6. The Tall Grass (Season 2)
While it is certainly not the best episode in terms of narrative, I really loved the Lovecraftian vibes of this one, which coupled marvelously well with the 19th century train setting. In terms of idea, it seems somewhat similar to Stephen King’s project (adapted into a horrendous Netflix film), but it retains its distinct charm and allure.
7. The Downed Giant (Season 2)
Another one that didn’t receive the very best of responses, but I personally find extremely complex and evocative of human nature. In short, the gigantic corpse of an unknown man washes up on the shore of a coastal town. It attracts the attention of many different people, who are initially mesmerised with the strange appearance, but gradually the interest wanes, while the body decomposes. It’s a strange, but very philosophical project.
8. Bad Travelling (Season 3)
I’m not sure it’s wise to start a season with the very best episode (of course, if we discount the three robots one), but that’s exactly what Season 3 does. This pirate-y tale directed by David Fincher, sees a ship navigator forced to negotiate with a giant crustacean occupying its hold. What ensues are several plot twists that are not quite what they initially seem, and basically a visual representation of an utilitarian philosophy.
9. Night of the Mini Dead (Season 3)
What an episode this 7-minute project was! It’s somewhat similar in ridiculousness and approach to the yoghurt and the fridge episodes from the first season, only that it goes out with an even bigger bang… literally. It doesn’t explore human nature per se, but rather the place of humanity in the universe… in a very audio-visual way, accompanied by a zombie apocalypse and nuclear annihilation. Also, the animation style is super unique.

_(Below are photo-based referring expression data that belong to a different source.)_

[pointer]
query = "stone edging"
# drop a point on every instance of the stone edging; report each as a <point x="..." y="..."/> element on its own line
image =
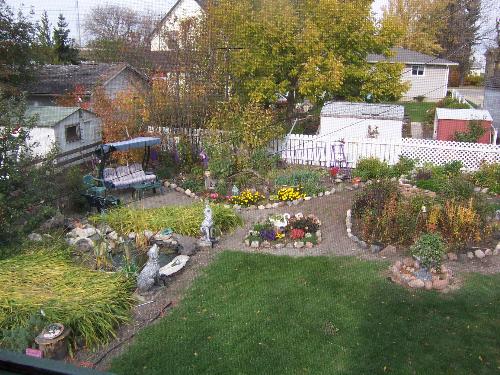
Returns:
<point x="268" y="206"/>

10. Mason’s Rats (Season 3)
Another really crazy episode, one that is set in a sort of post-apocalyptic rural Scotland. When doing his farm chores one day, Mason is surprised to notice that the rats in his barn have evolved and are now using tools, attaching him with crossbows and other weapons. He is forced to enlist the help of a big company selling defense technology in order to fight the rats, but this plan is soon deterred by the rats’ intelligence. And tanks.